Sattari M. T., Falsafian K., İRVEM A., S S., Qasem S. N.

Engineering Applications of Computational Fluid Mechanics, vol.14, no.1, pp.1078-1094, 2020 (SCI-Expanded) identifier

  • Publication Type: Article / Article
  • Volume: 14 Issue: 1
  • Publication Date: 2020
  • Doi Number: 10.1080/19942060.2020.1803971
  • Journal Name: Engineering Applications of Computational Fluid Mechanics
  • Journal Indexes: Science Citation Index Expanded (SCI-EXPANDED), Scopus, Academic Search Premier, Applied Science & Technology Source, INSPEC, Directory of Open Access Journals
  • Page Numbers: pp.1078-1094
  • Keywords: Eastern Mediterranean, machine learning, Missing data, rainfall, random Forest, Turkey
  • Hatay Mustafa Kemal University Affiliated: Yes

Abstract

In this study, two kernel-based models were used which include Support Vector Regression (SVR) and Gaussian Process Regression (GPR) and were compared with two tree-based models that are M5 and Random Forest (RF) for estimating missing monthly precipitation data in Antakya, Dortyol, Iskenderun and Samandag stations, which are the important precipitation stations in the Eastern Mediterranean region, Turkey.
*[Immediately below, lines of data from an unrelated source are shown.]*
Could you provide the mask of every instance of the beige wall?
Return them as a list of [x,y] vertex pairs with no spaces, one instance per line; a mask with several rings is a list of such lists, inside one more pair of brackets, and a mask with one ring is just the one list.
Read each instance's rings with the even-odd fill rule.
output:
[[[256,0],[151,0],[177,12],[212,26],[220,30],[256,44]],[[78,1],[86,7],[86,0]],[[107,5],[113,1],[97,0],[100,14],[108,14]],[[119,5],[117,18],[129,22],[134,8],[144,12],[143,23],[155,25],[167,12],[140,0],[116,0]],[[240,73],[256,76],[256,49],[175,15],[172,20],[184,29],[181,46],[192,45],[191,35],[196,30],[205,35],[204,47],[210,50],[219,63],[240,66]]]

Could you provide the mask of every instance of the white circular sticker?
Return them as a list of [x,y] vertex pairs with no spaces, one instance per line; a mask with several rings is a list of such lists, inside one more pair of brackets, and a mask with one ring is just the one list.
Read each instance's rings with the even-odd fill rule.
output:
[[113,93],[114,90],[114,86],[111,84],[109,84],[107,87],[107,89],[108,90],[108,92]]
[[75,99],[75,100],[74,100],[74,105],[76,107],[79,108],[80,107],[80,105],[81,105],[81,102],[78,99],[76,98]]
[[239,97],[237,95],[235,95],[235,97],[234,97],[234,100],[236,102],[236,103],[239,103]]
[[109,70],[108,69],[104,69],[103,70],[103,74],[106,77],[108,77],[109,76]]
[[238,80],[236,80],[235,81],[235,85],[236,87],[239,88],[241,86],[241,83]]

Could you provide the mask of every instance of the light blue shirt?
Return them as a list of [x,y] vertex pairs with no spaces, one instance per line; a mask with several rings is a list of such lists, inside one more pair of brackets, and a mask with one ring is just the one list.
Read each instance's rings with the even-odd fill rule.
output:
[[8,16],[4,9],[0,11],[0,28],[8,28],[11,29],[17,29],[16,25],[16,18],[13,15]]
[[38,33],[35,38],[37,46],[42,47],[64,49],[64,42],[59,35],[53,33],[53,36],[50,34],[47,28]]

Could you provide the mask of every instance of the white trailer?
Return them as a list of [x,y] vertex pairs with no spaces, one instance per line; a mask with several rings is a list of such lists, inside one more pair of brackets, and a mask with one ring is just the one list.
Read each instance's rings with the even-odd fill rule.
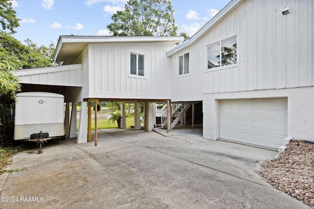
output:
[[64,107],[63,95],[46,92],[17,93],[14,140],[41,142],[55,137],[65,139]]

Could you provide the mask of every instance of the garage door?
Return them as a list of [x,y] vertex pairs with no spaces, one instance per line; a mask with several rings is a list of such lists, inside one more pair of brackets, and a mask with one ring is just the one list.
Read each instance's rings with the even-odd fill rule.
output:
[[220,100],[219,137],[273,148],[287,137],[287,98]]

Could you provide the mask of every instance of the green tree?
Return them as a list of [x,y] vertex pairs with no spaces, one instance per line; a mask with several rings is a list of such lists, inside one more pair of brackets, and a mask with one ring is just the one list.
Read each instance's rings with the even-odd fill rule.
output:
[[14,69],[11,62],[3,61],[0,63],[0,96],[9,93],[14,99],[15,94],[21,91],[19,81],[13,74]]
[[173,13],[170,0],[130,0],[107,28],[115,36],[176,36]]
[[12,2],[8,0],[0,0],[0,23],[2,29],[8,29],[15,33],[14,28],[20,26],[20,20],[16,17],[16,12],[12,8]]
For this purpose, firstly 10% random precipitation data were assumed as missing data for the period 1980-2019. Secondly, the missing data in each station was estimated with the data of other stations within the framework of four data combinations scenarios. In Kernel-based SVR and GPR methods, the RBF kernel gave suitable results for the selected study area. While SVR and RF methods gave very close estimation results, the SVR method gave relatively better results than the other methods especially in error minimizing aspects. Gaussian function based GPR model generally tries to estimate missing data closer to means. This is the main disadvantage of the GPR model and therefore it is unsuccessful in the estimation process. Finally, the results showed that the algorithms based on machine learning are successful in estimating the missing precipitation data.